Les idées à retenir :

  • Notre corps essaye en permanence de maintenir une glycémie au environ du gramme par litre. Il utilise pour cela deux hormones : L’insuline diminuer la quantité de sucre dans le sang pour le mettre en réserve, le glucagon augmente le sucre dans le sang en le prenant de nos réserves. 
  • Nos réserves de sucres sont situées dans le fois (glycogène) et dans les muscles. Néanmoins celles-ci sont limitées. Lorsque ces réserves sont débordées, nous stockons le sucre dans nos cellules graisseuses. 
  • Les sucres simples comme complexes sont digérés en 2 à 3 heures, avec un pic 30 minutes après l’ingestion. La notion de sucre lent/rapide ne peut donc expliquée à elle seule la physiologique. En effet, la réponse donné par le corps a également une importance capitale.

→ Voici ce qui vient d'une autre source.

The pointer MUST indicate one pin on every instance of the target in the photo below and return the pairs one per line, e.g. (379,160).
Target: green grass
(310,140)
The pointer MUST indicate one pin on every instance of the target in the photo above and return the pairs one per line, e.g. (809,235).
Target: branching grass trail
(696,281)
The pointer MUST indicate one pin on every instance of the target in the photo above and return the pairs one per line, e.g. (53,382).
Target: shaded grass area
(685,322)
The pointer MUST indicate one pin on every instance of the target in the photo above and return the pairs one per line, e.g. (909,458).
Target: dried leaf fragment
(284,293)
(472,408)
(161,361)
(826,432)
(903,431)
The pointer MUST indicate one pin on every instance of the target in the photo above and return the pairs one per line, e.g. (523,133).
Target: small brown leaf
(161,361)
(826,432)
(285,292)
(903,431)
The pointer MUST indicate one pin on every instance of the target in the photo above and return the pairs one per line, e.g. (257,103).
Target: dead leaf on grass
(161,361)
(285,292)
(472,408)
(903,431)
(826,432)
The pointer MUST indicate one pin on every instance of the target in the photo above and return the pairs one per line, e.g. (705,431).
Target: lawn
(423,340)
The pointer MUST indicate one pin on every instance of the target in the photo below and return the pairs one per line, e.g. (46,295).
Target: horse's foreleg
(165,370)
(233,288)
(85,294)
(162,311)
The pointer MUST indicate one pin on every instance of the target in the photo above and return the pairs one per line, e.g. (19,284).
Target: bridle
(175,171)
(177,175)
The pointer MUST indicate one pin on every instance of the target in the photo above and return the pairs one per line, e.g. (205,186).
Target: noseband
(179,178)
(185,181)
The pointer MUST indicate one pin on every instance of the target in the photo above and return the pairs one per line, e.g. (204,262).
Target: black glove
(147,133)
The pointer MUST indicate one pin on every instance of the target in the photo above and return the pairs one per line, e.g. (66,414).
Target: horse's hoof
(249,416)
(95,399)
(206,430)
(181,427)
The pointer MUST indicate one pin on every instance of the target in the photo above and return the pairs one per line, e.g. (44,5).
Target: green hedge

  • Suite à l’ingestion d’un produit à index glycémique élevé, le corps lutte pour rétablir une glycémie normale. Il sécrète donc beaucoup d’insuline. Celle-ci provoque le stockage du sucre dans les cellules adipeuses puis une hypoglycémie réactionnelle. La sensation de faim se fait donc sentir. 
  • A l’inverse, les produits à index glycémique bas n’entraîne pas de pics d’insuline. La glycémie reste aux environs de la normale. Notre corps peut donc puiser le sucre nécessaire.  
  • Sur le long terme, la consommation de produits à index glycémique élevé entraîne une prise de poids, une augmentation du cholestérol et du diabète de type deux.
  • L’application de ces concepts au petit déjeuner français permets d’expliquer la fringale de 10h30-11h00.
  • En pratique, il conviendra de favoriser les aliments a faible indice glycémique et à se méfier des produits industriels.